On the Radio
Tune your radio dial to 90.9 FM on Mondays at 9 pm to hear Front Row Washington, broadcasts of recent concerts in the area's concert halls. Here is the program of this evening's installment:
February 9, 9 pm
Hugo Wolf String Quartet
National Gallery of Art
I did not review this concert (too busy winning a new television at a neighbor's Super Bowl party -- really!), but here is a snippet from someone who did:This relatively young, Vienna-based quartet has been generating a lot of buzz lately for its intensely characterful performances of the standard and not-so-standard repertoire. The buzz seems warranted: Opening with Schubert's precocious Quartet in E-flat, D. 87 (written when he was all of 16), they dug into it with utter seriousness, revealing unsuspected gravity in a work that, to these ears, has always sounded distinctly callow.

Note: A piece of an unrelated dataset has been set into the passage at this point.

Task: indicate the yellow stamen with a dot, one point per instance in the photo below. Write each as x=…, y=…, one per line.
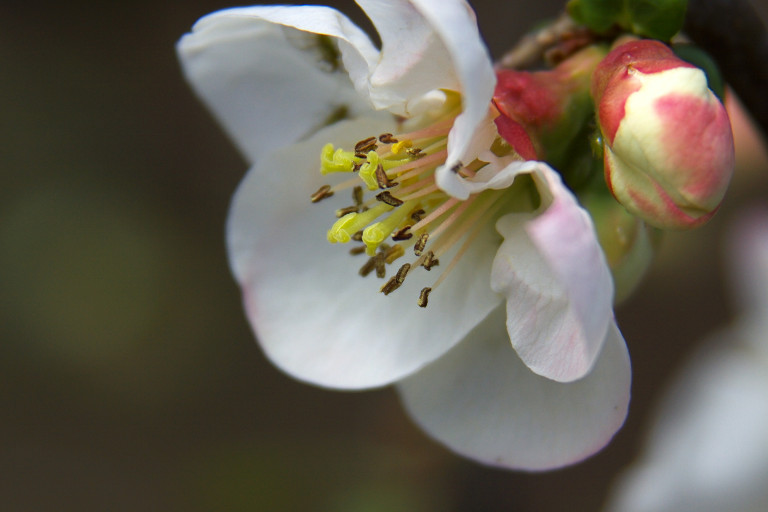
x=376, y=233
x=343, y=229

Stephen Brookes, Hugo Wolf Quartet (Washington Post, February 5, 2008)
The composer Hugo Wolf (for whom the group, obviously, is named) is best known for his moody songs, but the "Italian Serenade" from 1887 may be one of his most playful works, full of deft irony and subtle jokes. Oddly and a bit disappointingly, the Wolf Quartet gave it a dark, unsmiling reading -- beautifully executed (despite the detail-smearing acoustics of the West Garden Court), but rather low on charm.